If Rush Limbaugh thrives on criticism, this is one of his best weeks in months. First, President Barack Obama told Congressional Republicans that they’d have to stop listening to Rush Limbaugh for any sort of compromise to be reached. Then, the Democrat Congressional Campaign Committee launched an online petition condemning Rush for his now famous “I hope he fails” comments. (The DCCC, by the way, is an official Democratic party organization—Nancy Pelosi personally appoints the chairman of that committee). Finally, Republican Representative Phil Garney suggested that Limbaugh wasn’t aware of the burdens of leadership that people like John Boehner and Mitch McConnell labor under. (Actually, a somewhat fair point, except that it isn’t as if the GOP leadership has produced any results).
It’s hard to imagine what those Democrats who attacked Limbaugh were thinking. Obama seemed to equate “listening to Limbaugh” with “refusal to compromise,” and almost certainly didn’t mean his words to be the personal attack on Rush they turned out to be. The DCCC seems to think that Limbaugh’s “fail” comments were some awful gaffe that would shock the conscience of any reasonable voter, and so should be spread as far as possible. But whatever the intent behind them, both comments are terrible mistakes—and present an opportunity for Republicans.
Of all the Left’s broadcast antagonists, Rush Limbaugh has been around the longest and has the largest audience. It just doesn’t make sense (from a Democratic standpoint) to target him.
First, doing so makes Limbaugh relevant, or rather even more relevant than usual. The President of the United States is the most important political figure in the country. Any criticism of another public figure lowers him to that person’s level. That’s a no-win situation for Obama—if Limbaugh wins this PR war, he’ll be embarrassed, if Obama wins, well, most people expect the president of the United States to be able to hold his own against the media. This Limbaugh-Obama fight isn’t over—but Limbaugh won before it started.
But also, and perhaps more importantly, the Democratic attacks on Limbaugh give him status as the leader of the opposition. If Democrats take the trouble to attack Limbaugh, presumably they are paying attention to what he is saying, and think he is enough of a threat to try to marginalize as an unpatriotic hardliner.
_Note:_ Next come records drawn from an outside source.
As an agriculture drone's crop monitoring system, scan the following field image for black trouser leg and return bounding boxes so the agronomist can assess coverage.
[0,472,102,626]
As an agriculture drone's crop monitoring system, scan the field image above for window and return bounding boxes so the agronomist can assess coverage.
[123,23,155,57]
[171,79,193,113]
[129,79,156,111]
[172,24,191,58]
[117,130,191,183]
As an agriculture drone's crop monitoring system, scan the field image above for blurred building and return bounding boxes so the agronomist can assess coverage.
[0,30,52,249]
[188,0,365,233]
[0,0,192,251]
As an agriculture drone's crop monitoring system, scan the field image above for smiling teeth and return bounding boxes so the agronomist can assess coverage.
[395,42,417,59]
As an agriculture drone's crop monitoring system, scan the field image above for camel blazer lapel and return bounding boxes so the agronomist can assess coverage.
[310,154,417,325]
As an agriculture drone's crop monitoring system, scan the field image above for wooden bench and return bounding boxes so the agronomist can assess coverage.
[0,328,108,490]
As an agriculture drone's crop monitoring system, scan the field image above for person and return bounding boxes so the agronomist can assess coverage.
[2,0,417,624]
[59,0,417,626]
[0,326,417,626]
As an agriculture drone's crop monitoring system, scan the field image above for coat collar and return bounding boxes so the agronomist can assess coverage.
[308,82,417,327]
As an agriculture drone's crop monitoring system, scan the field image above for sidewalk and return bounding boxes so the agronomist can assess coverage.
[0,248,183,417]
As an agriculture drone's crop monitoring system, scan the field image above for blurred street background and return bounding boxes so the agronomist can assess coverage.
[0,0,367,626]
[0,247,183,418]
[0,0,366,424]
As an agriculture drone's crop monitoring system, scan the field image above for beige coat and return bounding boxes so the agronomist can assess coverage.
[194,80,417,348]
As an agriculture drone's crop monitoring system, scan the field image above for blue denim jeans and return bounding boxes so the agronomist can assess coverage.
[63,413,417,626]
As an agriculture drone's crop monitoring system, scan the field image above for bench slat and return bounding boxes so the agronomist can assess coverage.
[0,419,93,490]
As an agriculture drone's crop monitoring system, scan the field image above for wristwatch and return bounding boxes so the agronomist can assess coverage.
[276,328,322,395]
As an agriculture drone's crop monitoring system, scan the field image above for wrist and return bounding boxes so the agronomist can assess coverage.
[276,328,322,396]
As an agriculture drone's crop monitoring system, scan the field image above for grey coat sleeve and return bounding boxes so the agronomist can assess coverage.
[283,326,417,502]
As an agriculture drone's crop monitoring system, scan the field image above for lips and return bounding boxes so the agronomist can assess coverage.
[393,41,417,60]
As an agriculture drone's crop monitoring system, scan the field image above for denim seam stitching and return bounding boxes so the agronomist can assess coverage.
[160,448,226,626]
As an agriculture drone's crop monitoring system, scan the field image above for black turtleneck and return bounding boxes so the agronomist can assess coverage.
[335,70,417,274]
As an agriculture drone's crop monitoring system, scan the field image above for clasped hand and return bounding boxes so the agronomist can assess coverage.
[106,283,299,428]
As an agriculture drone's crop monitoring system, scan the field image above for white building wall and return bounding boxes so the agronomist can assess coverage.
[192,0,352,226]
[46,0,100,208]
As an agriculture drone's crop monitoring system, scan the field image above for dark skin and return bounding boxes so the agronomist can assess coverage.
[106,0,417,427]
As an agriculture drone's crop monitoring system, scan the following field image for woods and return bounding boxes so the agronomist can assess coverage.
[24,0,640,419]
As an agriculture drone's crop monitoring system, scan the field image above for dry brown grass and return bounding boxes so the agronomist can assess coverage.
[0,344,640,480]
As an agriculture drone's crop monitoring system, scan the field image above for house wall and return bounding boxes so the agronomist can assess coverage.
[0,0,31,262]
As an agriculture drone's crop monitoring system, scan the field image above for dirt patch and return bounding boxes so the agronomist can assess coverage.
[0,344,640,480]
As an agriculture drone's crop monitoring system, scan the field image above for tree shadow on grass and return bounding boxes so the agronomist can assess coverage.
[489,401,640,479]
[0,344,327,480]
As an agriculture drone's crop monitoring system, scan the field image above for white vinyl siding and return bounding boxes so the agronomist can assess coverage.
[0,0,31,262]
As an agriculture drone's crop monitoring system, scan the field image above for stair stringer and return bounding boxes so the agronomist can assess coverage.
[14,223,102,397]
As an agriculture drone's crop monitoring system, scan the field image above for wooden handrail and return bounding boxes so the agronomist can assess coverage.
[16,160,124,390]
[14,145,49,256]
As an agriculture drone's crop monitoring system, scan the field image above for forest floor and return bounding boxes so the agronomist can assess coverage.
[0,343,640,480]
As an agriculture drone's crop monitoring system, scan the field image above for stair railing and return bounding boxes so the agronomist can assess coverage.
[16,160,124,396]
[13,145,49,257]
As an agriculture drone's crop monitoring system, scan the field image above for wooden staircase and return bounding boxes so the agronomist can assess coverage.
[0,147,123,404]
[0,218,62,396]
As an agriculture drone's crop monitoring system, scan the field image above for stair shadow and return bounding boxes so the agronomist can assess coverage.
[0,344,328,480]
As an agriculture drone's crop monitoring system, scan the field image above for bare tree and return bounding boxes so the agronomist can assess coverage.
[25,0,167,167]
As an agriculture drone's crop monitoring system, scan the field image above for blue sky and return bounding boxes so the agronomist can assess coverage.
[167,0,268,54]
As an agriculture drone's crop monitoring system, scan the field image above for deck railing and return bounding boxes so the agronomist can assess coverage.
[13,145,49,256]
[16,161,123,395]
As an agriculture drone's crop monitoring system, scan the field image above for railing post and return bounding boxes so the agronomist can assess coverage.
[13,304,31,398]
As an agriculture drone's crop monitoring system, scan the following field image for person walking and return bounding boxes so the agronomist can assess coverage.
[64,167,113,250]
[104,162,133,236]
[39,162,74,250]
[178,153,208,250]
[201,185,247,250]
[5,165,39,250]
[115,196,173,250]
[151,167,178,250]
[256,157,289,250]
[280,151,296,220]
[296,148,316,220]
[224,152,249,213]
That’s a good strategy, if it works, but Limbaugh’s following is large enough, and he has been through enough controversies, to ensure it won’t. But it does make Limbaugh the focus of the Republican opposition. And given that Rush is indisputably the most effective, successful voice in conservative media, that’s a mistake.
The Democratic party’s inadvertent promotion of Limbaugh represents an opportunity for the Republican party. Most Republican politicians, privately, probably agree with most of Rush says. But because of political concerns (one doesn’t want to seem too extreme, and voters want government money), they feel they can’t follow his advice in practice. However, since the Democrats seem to have him on their minds, and Republicans have their hands tied politically anyway, they can now point to Limbaugh’s prescriptions (which will always sound better than what Obama does; it’s is much easier to criticize than to do) as what they would like to do if the Democrats would just let them, without having to pay the political price of actually making them a reality.
(This, more or less, is what the Democrats did while out of power—they rallied the base by encouraging people like Kos and Michael Moore. Once in power, they didn’t do any of the things the far left wanted them to do, but Kos and company served as useful idiots to rally the Democratic base).
This opportunity is what makes comments like Phil Garney’s so baffling. Rush Limbaugh might be the best spokesman the Republicans have. The GOP should embrace him, not marginalize him.